You can get a fuzzy (continuous between 0 and 1) version of
presence-absence data using e.g. trend surface analysis or inverse
distance interpolation. These require the spatial coordinates of each
study unit, which the rotifers table doesn’t have. So, load the
rotif.env sample dataset that also comes with the
fuzzySim
package, which is already in wide format and
contains the geographical coordinates of the centroid of each TDWG4
unit:
data(rotif.env)
Take a look at its first rows (results not shown here):
head(rotif.env)
Show the column names of this dataset, to see which columns contain the species data and which contain the coordinates:
names(rotif.env)
## [1] "TDWG4" "LEVEL_NAME"
## [3] "REGION_NAME" "CONTINENT"
## [5] "Area" "Altitude"
## [7] "AltitudeRange" "HabitatDiversity"
## [9] "HumanPopulation" "Latitude"
## [11] "Longitude" "Precipitation"
## [13] "PrecipitationSeasonality" "TemperatureAnnualRange"
## [15] "Temperature" "TemperatureSeasonality"
## [17] "UrbanArea" "Abrigh"
## [19] "Afissa" "Apriod"
## [21] "Bangul" "Bcalyc"
## [23] "Bplica" "Bquadr"
## [25] "Burceo" "Cgibba"
## [27] "Edilat" "Flongi"
## [29] "Kcochl" "Kquadr"
## [31] "Ktropi" "Lbulla"
## [33] "Lclost" "Lhamat"
## [35] "Lluna" "Llunar"
## [37] "Lovali" "Lpatel"
## [39] "Lquadr" "Mventr"
## [41] "Ppatul" "Pquadr"
## [43] "Pvulga" "Specti"
## [45] "Tpatin" "Tsimil"
## [47] "Ttetra"
You can see that species are in columns 18 to 47 and geographical
coordinates are in columns 10 and 11. You can use either the names or
the index numbers of these columns in the multTSA
and
distPres
functions below.
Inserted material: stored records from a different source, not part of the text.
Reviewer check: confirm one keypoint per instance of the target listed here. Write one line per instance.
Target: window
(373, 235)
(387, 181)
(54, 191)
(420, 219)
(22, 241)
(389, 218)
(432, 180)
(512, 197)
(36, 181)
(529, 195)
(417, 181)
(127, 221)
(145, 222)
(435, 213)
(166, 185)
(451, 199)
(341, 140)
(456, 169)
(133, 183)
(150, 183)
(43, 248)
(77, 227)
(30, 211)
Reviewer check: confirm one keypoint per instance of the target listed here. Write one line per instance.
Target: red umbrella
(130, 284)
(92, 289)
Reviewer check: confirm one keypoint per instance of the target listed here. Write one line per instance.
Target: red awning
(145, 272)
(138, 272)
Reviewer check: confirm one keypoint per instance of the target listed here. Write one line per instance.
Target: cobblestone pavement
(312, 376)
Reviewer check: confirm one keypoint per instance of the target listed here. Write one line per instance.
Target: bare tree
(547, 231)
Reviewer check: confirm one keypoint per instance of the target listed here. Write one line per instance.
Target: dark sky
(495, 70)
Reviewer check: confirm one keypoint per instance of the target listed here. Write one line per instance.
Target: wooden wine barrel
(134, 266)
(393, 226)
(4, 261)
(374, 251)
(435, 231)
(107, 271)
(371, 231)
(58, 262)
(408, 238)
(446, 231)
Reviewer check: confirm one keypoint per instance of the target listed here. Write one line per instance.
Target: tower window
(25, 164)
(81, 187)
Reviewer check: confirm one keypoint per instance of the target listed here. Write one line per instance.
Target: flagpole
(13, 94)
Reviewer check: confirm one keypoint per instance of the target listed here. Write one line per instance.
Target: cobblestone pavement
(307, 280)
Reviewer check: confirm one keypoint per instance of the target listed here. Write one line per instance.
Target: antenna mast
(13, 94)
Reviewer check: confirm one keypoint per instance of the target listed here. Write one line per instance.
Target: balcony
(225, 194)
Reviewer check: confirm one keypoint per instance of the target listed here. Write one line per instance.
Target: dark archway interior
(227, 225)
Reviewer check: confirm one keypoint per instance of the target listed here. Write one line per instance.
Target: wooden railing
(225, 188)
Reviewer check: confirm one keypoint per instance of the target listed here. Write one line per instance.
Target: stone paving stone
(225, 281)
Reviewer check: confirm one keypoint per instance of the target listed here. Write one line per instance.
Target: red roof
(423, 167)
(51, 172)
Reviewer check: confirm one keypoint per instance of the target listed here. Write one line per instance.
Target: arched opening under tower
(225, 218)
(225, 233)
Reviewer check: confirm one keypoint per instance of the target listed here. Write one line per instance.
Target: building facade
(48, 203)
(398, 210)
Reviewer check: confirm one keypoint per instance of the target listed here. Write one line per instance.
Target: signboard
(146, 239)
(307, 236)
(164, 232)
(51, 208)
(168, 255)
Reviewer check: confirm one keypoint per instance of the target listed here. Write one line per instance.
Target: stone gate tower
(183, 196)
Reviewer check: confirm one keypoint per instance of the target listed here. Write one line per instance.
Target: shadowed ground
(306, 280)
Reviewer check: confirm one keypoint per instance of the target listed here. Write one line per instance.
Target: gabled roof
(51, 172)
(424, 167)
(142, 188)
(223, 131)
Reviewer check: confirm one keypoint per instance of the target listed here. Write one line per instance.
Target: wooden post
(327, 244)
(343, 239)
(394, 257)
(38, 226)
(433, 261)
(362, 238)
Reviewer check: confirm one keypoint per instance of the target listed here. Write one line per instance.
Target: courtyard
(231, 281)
Mind that the coordinates
must be specified to the function in the order x, y,
i.e. Longitude, Latitude!
First, try a multiple trend surface analysis (TSA) for all species using a 3rd-degree polynomial with stepwise selection of terms:
spcols <- 18:47
rotifers.tsa <- multTSA(rotif.env, sp.cols = spcols, coord.cols = c("Longitude", "Latitude"), id.col = 1, degree = 3, step = TRUE)
You can find out more about trend surface analysis and the different
options of the multTSA
function by reading the help file
that appears when you type help(multTSA)
. Now look at the
first rows of the rotifers.tsa table created just above:
head(rotifers.tsa)
Results (not shown here) are continuous values representing the spatial trend in each species’ occurrence. You can confirm that they are bounded between 0 and 1 (so that they can be used in fuzzy logic) by checking the range of values in all columns except the first one (which contains region identifiers rather than species data):
range(rotifers.tsa[ , -1])
## [1] 9.408071e-05 9.996004e-01
Now add the TSA results to the tdwg map table:
tdwg <- merge(tdwg, rotifers.tsa,
by.x = "Level4_cod", by.y = "TDWG4",
all = TRUE)
Plot the results for the first species (and then
others as you like; check names(tdwg)
for available
y options):
plot(tdwg, y = "Abrigh_TS", col = rev(heat.colors(256)), main = "Abrigh TSA")
The TSA depicts a general spatial trend in a species’ occurrence, but
this may not be a faithful representation of its (fuzzy) occurrence area
(compare with the presence-absence map shown before for the same
species). You can try multTSA
again with different
polynomial degrees, with or without stepwise selection; or you can
compute inverse distance to presence to use instead of
TSA:
rotifers.invdist <- distPres(rotif.env, sp.cols = spcols, coord.cols = c("Longitude", "Latitude"), id.col = 1, p = 1, inv = TRUE, suffix = "_D")
## Warning in distPres(rotif.env, sp.cols = spcols, coord.cols = c("Longitude", :
## Distances may be inaccurate when CRS is not provided.
You can check help(distPres)
for more information and
options for this function (for example, you may want to use p=2
for a more conservative squared distance, especially if your spatial
units are smaller). Check out the first rows of the resulting
table (results not shown here):
head(rotifers.invdist)
You can check that the values in this table (excluding the first column, which has the region identifiers) also range between 0 and 1, so they can be used with fuzzy logic:
range(rotifers.invdist[ , -1])
## [1] 0 1
Note that inverse distance to presence is computed only for absence
localities; distPres
maintains the value 1 for presences.
Now add these distances to the tdwg map table and plot
the first species (then try other species as well):
tdwg <- merge(tdwg, rotifers.invdist,
by.x = "Level4_cod", by.y = "TDWG4",
all = TRUE)
plot(tdwg, y = "Abrigh_D", col = rev(heat.colors(256)), main = "Abrigh inverse distance")